第1章
京市的冬天来得早,那一年刚入冬就迎来了第一场大雪。
大雪过后天气晴朗,阳光暖洋洋地洒在人身上,路面上雪铲干净之后也滑得难走。
温意慌张从居民楼跑出来,冷风直扑在脸上跟刀刺过一样刺得生疼。
她裹紧羽绒服,略低下头将脸埋进围巾里,一头黑发盘成干净温柔的低丸子头,额前碎发被风吹得迷了眼,她抬手将碎发捋至耳后,埋头继续走。
顺路在破小区门口买个煎饼,道声谢又匆忙赶路。
这一年她刚大学毕业,在京市做些零散兼职当作留学的过渡。
从她住的地方到上班的超市要坐很长时间的地铁,她不免脚下又走快些。
穿过眼前的巷子,转个弯就是地铁站,温意克制着脚下打滑的触感小跑起来。
从巷子里转出来,迎面就撞上一人,手里吃了一半的煎饼全掉在那人身上。
“对不起,对不起。”
温意慌张后退半步拉开距离,再抬眼看,那人的大衣上被酱汁糊了一大片。
“我去!走路不长眼是不是!”
被撞的人半抬着手臂,那张半秃的头上满脸的不耐烦。
“我赔您干洗费,您看行不行。”
“干洗费?”那人不满,上下打量穿着旧款羽绒服的温意,不依不饶,“我这件儿大衣你知道多贵嘛!还干洗费!我今儿刚穿出来见人大老板,你叫我现在怎么办!”
“您说,您说怎么办。”
“怎么办......这大衣一万二,今天刚穿你赔我一万,剩下两千我看你个小姑娘就不找你要了。”
那人说着,夺过温意递过去的湿巾仔细擦拭。
“您不能这么算啊......我......”
“怎么着赔不了?”男人傲慢地上下打量,色眯眯生出想法,“也行,我一哥们儿开夜店的,你陪我一晚......”

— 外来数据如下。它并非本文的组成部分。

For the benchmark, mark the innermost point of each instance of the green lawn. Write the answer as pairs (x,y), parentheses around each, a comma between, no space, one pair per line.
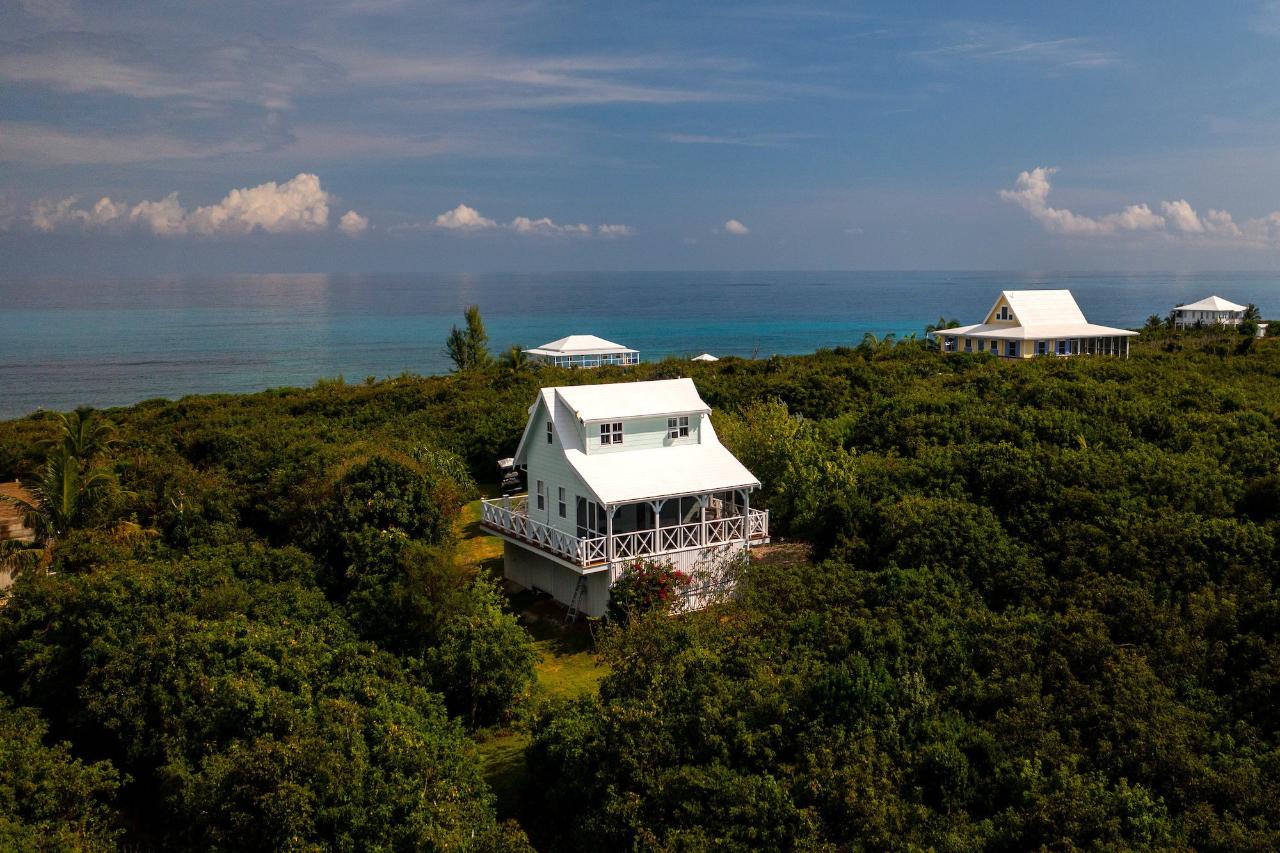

温意性子软,不会骂人,被男人色眯眯的眼神扫视,她脸急得通红也只冒出一句“做梦”。
“你做梦!咱们报警处理。”
说着从口袋掏出手机,却被男人一把拍开。
“报警?这儿是哪儿你清楚吗小姑娘,没人没靠山你指望什么?”
男人听了天大的笑话似的发笑。
温意低头看一眼手机,打卡时间还剩半个多小时,眼见着就来不及了。
这钱她不是赔不起,只是她有更重要的用途。
正值上班高峰,路边行人匆匆很少有停下来看他们的,正和男人焦灼拉扯,她急得冒汗眼睛鼻头发酸,一抬眼正巧瞥见路边停下一辆车,通体黑色低调大气的宾利。
她来不及去想这破小区云集的地方怎么会有宾利过来,车停了一会儿主驾上下来一中年男人,熨贴整齐的西装面容和善。
不待温意反应,他已经快步走过来,面前的半秃男也以让人瞠目结舌的速度换上一副谄媚的笑脸。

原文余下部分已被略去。